A few patches of ancient woodland, (defined as areas that have had tree cover since before 1600), still exist in otherwise urban areas, such as Oxleas Wood in the south-east, and Queen’s and Highgate Woods in the north. These are all on acid soils and contain indicator species such as Wild Service Tree and Great Woodrush as well as a good seasoning of introduced plants. Further out, on the western boundary of Middlesex around Ruislip, lies London’s largest tract of ancient oak/hornbeam woodland. Towards the southern edge of our circle are the woods of the steep chalky slopes of the North Downs dominated by Beech, Pedunculate Oak and Yew. Dormice can be found in some of these woods.

Rivers, Canals and other Wetland Habitats

The tidal Thames contributes a strip of saline habitats, from the muddy edge of the river itself to grazing marshes and their associated ditches on either side of the lower reaches of the river, although like most others they are being eroded by other interests. The most extensive remaining of these within the circle is Rainham Marsh. Most of the edge of the tidal river itself has been embanked, with only a few relict patches of the original margin at Dukes Hollow, in the grounds of Syon House, and in the Thames estuary near Swanscombe. The latter is sadly under threat of development.

Tributaries of the Thames such as the Rivers Fleet and Westbourne, nearer the centre of the city, have been culverted and built over, but the Colne and the Wandle in West London and the Lee in the East, with their associated water meadows still possess elements of the ancient flora. Naturally occurring waterways are supplemented with canals such as the Grand Union, Regents, Lee Navigation and Limehouse Cut, There are still many enclosed water bodies scattered across the circle, varying in size from small ponds everywhere to the much larger reservoirs of the Lee Valley and West London, which have much ornithological interest.
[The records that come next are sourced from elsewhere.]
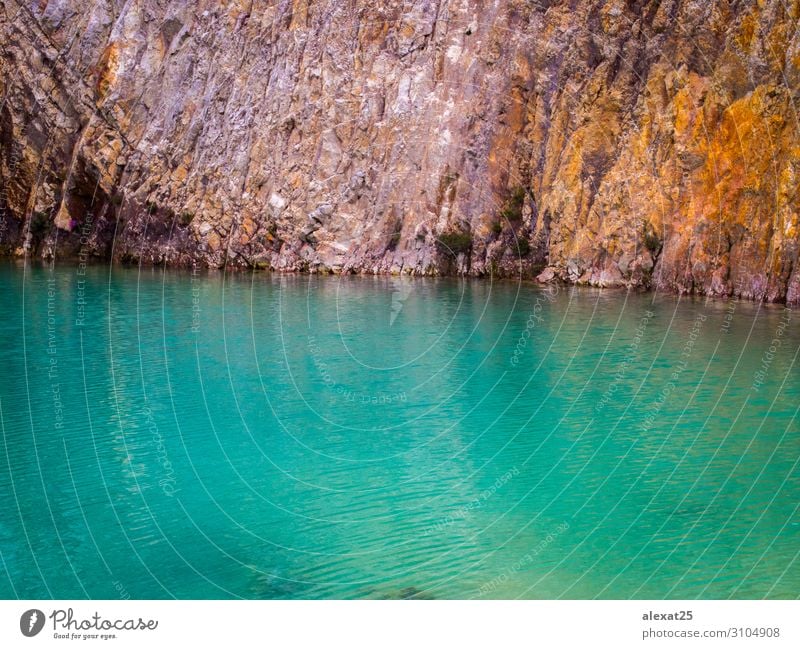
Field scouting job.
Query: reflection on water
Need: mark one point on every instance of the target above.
(170, 435)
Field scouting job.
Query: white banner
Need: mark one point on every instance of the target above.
(400, 624)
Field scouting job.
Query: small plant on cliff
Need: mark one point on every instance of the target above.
(454, 242)
(394, 237)
(40, 222)
(650, 239)
(512, 208)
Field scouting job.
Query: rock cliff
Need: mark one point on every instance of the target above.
(610, 142)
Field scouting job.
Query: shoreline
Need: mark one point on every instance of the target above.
(238, 270)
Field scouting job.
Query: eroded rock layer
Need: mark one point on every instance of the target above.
(608, 142)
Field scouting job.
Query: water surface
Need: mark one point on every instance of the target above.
(169, 434)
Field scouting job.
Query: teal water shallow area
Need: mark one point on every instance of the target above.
(210, 435)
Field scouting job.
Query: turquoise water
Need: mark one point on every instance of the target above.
(220, 436)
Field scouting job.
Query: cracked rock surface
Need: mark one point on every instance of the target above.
(603, 142)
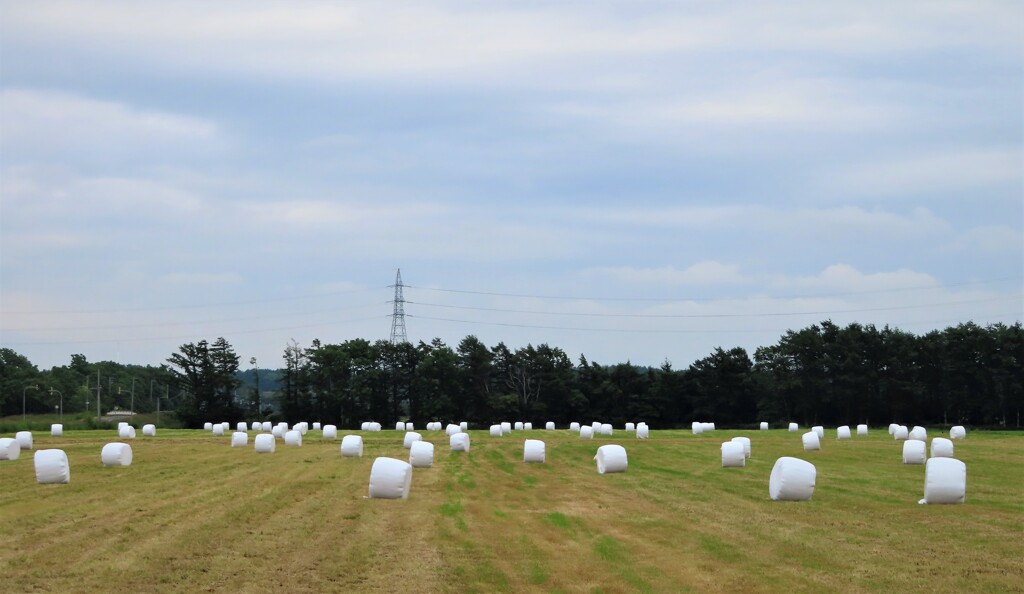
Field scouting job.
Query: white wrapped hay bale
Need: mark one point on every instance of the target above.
(532, 451)
(732, 455)
(116, 454)
(265, 443)
(792, 479)
(745, 441)
(942, 448)
(811, 441)
(945, 480)
(459, 442)
(421, 454)
(390, 478)
(411, 437)
(24, 439)
(914, 452)
(9, 449)
(52, 467)
(351, 447)
(610, 458)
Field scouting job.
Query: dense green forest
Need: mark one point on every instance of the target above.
(822, 374)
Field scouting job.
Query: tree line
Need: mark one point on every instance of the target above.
(822, 374)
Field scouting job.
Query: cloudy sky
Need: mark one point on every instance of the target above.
(629, 180)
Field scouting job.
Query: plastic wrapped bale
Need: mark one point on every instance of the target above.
(792, 479)
(421, 455)
(52, 467)
(914, 452)
(24, 439)
(945, 480)
(610, 458)
(747, 444)
(459, 442)
(942, 448)
(9, 449)
(411, 437)
(532, 451)
(265, 443)
(351, 447)
(390, 478)
(116, 454)
(732, 455)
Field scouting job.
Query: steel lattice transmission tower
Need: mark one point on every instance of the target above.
(398, 316)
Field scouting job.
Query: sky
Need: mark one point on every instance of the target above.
(632, 181)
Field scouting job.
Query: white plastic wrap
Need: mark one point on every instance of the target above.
(532, 451)
(351, 447)
(24, 439)
(942, 448)
(792, 479)
(411, 437)
(116, 454)
(240, 439)
(421, 454)
(52, 467)
(610, 458)
(265, 443)
(9, 449)
(914, 452)
(945, 480)
(390, 478)
(459, 442)
(732, 455)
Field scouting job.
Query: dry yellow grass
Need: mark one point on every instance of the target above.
(193, 514)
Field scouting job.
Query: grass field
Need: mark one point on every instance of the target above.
(193, 514)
London is an international centre for waterfowl and many water birds take advantage of these water bodies. Some Duck species, such as Gadwall and Shoveler, are present in internationally important numbers (see this pdf). Other water birds such as Tufted Duck, Pochard, Goosander, Smew, Bittern, Great Crested Grebe and Cormorant are here in nationally important numbers.

Local Nature Reserves and Open Spaces

In recent years many local authorities have designated Local Nature Reserves (LNRs) in their boroughs. Such a designation gives the land protection against inappropriate development and ensures that it is managed primarily for its wildlife interest. LNRs cover a wide range of habitats, from fragments of ancient woodland (as at Queens Wood in Haringey) to pre-existing pieces of common land, as at Coppetts Wood in Barnet, and to ex-industrial sites such as the Gunnersbury Triangle in Hounslow where “derelict” railway land has developed into secondary woodland with a rich adventive flora and fauna. These habitats are dynamic and continually produce surprises for the naturalist.

Ruderal Habitats

These include ‘waste’ ground, roadside verges, pavements, walls, gutters and post-industrial sites, and are the justification for the statement that wildlife interest is everywhere. As well as being the source of many records of non-native plants from a variety of sources, particularly escapes from gardens, window boxes and culinary sources, bird-seed aliens, and seeds carried by vehicles, footwear and clothing, such sites can support a surprisingly rich invertebrate fauna. Some post-industrial areas along the Thames corridor contain the combination of stony or sandy habitats and a mass of wild flowers that are ideal for many interesting insects, including several scarce Bumblebees that are Biodiversity Action Plan priority species. Unfortunately such sites are now being rapidly re-developed.